A small agency provides online presence and social media management services to high-end customers: hedge funds, law firms, oil tycoons. There's many players in the field, from low-cost freelancers to established brand names; the agency is able to survive in this crowded market because they offer top-notch security and 5-star customer service.
Most of the computing infrastructure is hosted locally, in the basement of the agency's headquarters. It's an aging data center, with a capricious diesel generator, multiple unreliable high-speed internet connections, and overloaded server racks. The infrastructure is a major liability, with repeated outages causing the loss of customer accounts.
A thorough analysis indicates that to be truly resilient, the data center would require significant upgrades; a secondary site for disaster recovery would have to be built, and systems administrators would have to be hired. None of those are part of the agency's core competencies, so a decision is made to migrate the entire infrastructure to the cloud
The agency's business doesn't run on a commercial software platform, because none of the products that have been explored proved flexible enough to meet the needs of the demanding customers. The agency has instead opted for a highly customized approach, building new capabilities as needed. The result is a complex ecosystem with a constellation of bespoke systems partially integrated with shared components.
As the migration to cloud computing begins, the IT staff wants to rearchitect the entire infrastructure and make it cloud-friendly. They want to use microservices, an API gateway, event queues, containers. They want to go serverless and use native services.
A year goes by. Then two. The new cloud architecture looks good on paper but the agency cannot do a stop-the-world migration, so the IT staff spends a lot of time in firefigthing mode: repairing the old infrastructure, adding features to old systems, patching old databases. There's no end in sight and not much time is spent on the cloud project.
Things take a turn for the worse on a Tuesday. As they perform repairs on broken pipes, a city crew accidentally damages power lines down the street. The agency's building goes dark, including the data center in the basement where the diesel generator refuses to start. Employees scramble to install new generators and UPS units, but for hours the agency is dead in the water. As a result, two of the biggest accounts are lost.
Management can no longer afford delays in the cloud project. They know they need external help to move things along, so they reach out to us.

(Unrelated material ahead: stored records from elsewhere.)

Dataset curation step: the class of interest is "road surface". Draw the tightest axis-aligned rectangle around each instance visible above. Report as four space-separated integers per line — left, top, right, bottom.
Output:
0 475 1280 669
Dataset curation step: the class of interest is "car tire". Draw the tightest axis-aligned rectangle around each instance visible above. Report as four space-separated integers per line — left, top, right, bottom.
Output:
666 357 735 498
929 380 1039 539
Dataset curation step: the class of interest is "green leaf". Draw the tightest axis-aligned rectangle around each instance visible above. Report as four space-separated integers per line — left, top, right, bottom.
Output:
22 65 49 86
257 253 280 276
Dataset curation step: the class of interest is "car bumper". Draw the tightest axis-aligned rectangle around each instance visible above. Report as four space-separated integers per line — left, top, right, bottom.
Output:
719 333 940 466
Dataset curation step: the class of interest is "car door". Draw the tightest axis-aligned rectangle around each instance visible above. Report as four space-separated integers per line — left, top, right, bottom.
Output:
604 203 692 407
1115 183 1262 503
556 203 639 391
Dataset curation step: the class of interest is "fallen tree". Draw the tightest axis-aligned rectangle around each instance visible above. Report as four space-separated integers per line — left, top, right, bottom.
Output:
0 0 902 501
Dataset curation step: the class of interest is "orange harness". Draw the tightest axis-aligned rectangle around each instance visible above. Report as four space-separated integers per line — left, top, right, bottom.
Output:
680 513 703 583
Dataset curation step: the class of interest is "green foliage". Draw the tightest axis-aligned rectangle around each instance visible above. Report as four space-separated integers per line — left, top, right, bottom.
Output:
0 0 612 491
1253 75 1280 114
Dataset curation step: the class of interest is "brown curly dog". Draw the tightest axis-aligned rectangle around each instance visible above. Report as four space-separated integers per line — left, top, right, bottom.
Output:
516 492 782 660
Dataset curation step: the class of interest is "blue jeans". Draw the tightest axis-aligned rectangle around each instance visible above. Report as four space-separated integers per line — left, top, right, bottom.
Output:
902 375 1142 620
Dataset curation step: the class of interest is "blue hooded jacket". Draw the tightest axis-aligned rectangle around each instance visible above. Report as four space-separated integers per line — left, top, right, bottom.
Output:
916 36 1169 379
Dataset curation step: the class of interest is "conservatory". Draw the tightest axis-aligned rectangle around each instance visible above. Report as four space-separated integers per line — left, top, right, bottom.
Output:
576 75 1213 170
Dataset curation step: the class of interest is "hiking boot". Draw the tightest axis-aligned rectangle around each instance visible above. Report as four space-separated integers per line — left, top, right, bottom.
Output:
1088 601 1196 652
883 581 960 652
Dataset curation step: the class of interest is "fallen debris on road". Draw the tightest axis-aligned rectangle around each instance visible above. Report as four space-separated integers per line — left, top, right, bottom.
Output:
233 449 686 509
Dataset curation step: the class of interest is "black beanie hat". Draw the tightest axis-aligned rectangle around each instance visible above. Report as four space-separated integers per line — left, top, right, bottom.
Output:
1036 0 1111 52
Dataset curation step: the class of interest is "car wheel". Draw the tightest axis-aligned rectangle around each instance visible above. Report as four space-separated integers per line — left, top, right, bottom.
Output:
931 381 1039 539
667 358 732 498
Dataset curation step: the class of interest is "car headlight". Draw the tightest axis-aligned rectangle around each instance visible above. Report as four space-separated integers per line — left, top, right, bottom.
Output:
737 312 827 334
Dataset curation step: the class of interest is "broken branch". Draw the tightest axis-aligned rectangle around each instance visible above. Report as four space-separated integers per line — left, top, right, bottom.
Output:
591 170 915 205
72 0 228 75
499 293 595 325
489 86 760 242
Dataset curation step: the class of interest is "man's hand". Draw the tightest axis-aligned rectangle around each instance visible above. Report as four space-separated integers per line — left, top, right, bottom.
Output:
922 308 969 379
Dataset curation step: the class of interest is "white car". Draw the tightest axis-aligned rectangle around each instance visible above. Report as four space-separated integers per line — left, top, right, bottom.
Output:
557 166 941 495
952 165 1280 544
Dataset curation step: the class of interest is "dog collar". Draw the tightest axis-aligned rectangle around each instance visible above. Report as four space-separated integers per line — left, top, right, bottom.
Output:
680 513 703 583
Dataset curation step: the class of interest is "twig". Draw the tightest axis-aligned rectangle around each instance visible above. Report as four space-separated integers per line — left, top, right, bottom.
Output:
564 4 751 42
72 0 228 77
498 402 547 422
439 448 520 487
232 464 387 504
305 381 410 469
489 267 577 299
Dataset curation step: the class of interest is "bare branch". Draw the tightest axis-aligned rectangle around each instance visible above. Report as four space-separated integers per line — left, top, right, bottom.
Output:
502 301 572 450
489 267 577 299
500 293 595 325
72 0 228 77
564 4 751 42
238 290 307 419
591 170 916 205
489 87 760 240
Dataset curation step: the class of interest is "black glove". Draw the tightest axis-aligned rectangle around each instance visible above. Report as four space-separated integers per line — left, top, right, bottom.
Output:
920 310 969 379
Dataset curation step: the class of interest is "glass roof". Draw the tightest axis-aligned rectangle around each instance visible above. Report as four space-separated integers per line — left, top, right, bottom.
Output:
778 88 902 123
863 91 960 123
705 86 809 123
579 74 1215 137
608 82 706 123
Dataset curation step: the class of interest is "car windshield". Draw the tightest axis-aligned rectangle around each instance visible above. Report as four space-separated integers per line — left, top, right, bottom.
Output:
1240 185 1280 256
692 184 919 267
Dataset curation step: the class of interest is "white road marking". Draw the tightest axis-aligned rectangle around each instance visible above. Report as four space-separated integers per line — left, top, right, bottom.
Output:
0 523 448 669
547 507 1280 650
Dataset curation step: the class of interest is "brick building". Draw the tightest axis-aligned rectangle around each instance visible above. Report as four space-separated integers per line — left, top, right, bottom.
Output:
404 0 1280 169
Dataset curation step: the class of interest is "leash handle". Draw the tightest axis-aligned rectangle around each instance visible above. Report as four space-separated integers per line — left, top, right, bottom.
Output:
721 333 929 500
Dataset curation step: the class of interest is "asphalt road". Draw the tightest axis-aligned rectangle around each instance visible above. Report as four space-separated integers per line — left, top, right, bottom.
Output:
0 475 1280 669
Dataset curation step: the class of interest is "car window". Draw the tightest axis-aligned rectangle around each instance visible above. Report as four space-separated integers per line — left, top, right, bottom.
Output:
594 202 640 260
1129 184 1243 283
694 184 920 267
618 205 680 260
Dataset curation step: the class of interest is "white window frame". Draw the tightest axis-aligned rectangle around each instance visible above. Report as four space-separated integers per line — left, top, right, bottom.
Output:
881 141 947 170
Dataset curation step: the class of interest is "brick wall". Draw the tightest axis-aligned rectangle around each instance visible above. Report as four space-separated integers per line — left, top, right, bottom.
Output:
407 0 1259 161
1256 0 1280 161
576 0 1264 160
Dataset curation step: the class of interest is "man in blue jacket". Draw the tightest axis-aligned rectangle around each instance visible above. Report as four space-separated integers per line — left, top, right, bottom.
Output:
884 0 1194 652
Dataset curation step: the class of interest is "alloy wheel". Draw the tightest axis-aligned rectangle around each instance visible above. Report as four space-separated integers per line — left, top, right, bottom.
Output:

As we get introduced to the IT staff, we realize that while the agency's ecosystem is quite complex, they have a solid handle on things. The cloud architecture they designed is excellent, and every single member of the staff embodies the agency's core values of security and customer service. The target is therefore not the issue; they just need a better roadmap.
The least elegant way to leverage cloud computing is called a lift and shift: simply clone the local infrastructure and host it in the cloud. It's crude and typically not cost-effective. In their quest for a better infrastructure, the IT staff initially turned away from a lift and shift, and opted instead for something much, much worse: the "might as well" approach.
This type of approach works well when there's unlimited time and budgets, not when the local infrastructure is falling apart and eating up 40% of the IT staff time.
We decide to implement a strategy loosely based on the four steps of the VisibleOps approach.
The agency's infrastructure is now rock-solid, and the IT staff can take things to the next level without our assistance. We helped the client reach this happy state in a much shorter time than they initially expected and helped boost morale in the organization as a whole in the process. The agency can now focus on delivering value to their customers.
As for the aging data center: with the exception of the diesel generator, everything has been left in place. It was initially considered an emergency exit plan in case cloud computing proved unreliable, but has since been "upgraded" to a gaming infrastructure for the employees to enjoy during lunch time.